Definition: Gravitational Pull; The attraction that one object has for another object due to the invisible force of gravity. The mass of an object affects its gravitational pull. The gravitational pull of the Sun keeps the planets in orbit around it.
I was counseling a couple the other day, with a newly diagnosed child. Let’s call them John and Mary. Mary described feeling unappreciated by her husband, tired all the time, and frustrated by having to “do everything” around the house. John complained that Mary spent all of her time with their 3-year-old son, Jimmy, who is severely affected by autism, and has no time for anyone else, including their 7-year-old daughter.
I asked about a typical week to get an idea of just how much autism had taken over this family. Mary reported that Jimmy was in a full-time early intervention program and spent every day after school in some type of therapy. John stayed late at work as often as he could, in order to pay for all the therapies. His wife commented that it had become a daily occurrence.
Their daughter, Sally, played on a soccer team and was driven to and from practices by friends’ parents. Mary reported feeling guilty that she could never reciprocate in the carpool. In the evenings, while John was working late, Mary would prepare and clean up dinner, help Sally with her homework (with interruptions from Jimmy every 2 to 3 minutes), and bathe and get the kids ready for bed. John would arrive home just in time to read a story and kiss them goodnight, then hibernate in front of the television playing remote roulette, while Mary finished up the never-ending laundry. The couple would eventually collapse into bed sometime around midnight, at which time Jimmy would usually awaken, due to his inability to stay asleep.
Autism had indeed taken this family hostage, as it does to most families I have talked to. My own family is no exception. The guilt Mary feels, the burden that John feels, and the disappointment that Sally feels after being told, “Wait a minute honey, I need to help your brother,”…all of that is what I call the gravitational pull of autism. The scientific definition of “gravitational pull” says that the mass of the object affects the pull. In the world of autism, it appears that the more severely affected the child, the more “pull” that child has on the parents. It’s inevitable. When a child requires assistance with every activity of every day and each moment is a teaching moment, then that force becomes stronger. The definition of gravity also describes that the force of the sun keeps the planets orbiting around it. That’s the picture I had in my head when this couple shared their struggles. Only it was the “son” that they were orbiting around. And unfortunately, because the son’s gravitational pull was stronger, the parents were losing their gravitational pull toward one another.
What I wanted this couple to know, first and foremost, was that this dynamic in a family living with autism was inevitable. Just as we cannot stop gravity, the pull was a given. It wasn’t their “fault” and it certainly wasn’t their son’s. They were doing what they thought was necessary to care for their child.

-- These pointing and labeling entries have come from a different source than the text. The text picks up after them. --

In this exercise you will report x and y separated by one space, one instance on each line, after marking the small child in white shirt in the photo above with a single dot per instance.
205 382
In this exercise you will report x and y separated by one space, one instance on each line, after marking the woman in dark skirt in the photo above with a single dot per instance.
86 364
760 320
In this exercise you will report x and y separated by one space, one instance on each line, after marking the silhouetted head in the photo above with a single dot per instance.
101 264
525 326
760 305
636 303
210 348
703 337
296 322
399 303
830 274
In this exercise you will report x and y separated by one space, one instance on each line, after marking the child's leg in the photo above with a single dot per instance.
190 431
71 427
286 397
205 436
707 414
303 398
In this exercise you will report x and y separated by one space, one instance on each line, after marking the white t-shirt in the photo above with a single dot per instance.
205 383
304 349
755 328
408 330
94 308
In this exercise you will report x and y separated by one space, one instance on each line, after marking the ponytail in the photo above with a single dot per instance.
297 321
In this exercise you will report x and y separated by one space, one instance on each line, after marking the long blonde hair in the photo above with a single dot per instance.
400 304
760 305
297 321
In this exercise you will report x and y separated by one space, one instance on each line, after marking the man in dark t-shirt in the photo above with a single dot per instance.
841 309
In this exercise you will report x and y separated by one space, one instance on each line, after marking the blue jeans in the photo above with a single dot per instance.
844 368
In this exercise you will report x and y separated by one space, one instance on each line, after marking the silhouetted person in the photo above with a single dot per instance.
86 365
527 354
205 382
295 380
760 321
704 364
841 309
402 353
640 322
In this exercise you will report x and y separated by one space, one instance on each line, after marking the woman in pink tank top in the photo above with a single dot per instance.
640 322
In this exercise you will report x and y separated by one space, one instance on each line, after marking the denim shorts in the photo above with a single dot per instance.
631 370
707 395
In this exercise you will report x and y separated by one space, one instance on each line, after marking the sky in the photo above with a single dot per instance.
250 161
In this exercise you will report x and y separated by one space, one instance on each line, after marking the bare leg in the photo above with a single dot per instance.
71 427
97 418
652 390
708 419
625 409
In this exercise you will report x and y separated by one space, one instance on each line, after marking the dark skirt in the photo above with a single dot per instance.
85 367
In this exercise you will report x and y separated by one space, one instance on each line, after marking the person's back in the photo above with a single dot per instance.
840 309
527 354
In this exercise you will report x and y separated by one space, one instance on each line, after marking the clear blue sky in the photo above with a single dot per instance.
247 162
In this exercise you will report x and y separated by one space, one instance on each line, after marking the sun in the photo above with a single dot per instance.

Additionally, I encouraged them to recognize how helpless they were both feeling; as if they had no choice but to keep their world spinning at this rate.
This couple initially came to me for help with their marriage; they complained about lack of communication, no time together, and virtually no sex life. But the solution to helping them would require more than teaching communication skills and intimacy exercises. It would require more than a date night once a week or an appreciation that she was from Venus and he was from Mars. My main goal was to make them aware that some changes needed to be made before one of them got sucked into a black hole of depression. It was time for me to pass on what I had learned the hard way: the importance of living mindfully and with intention.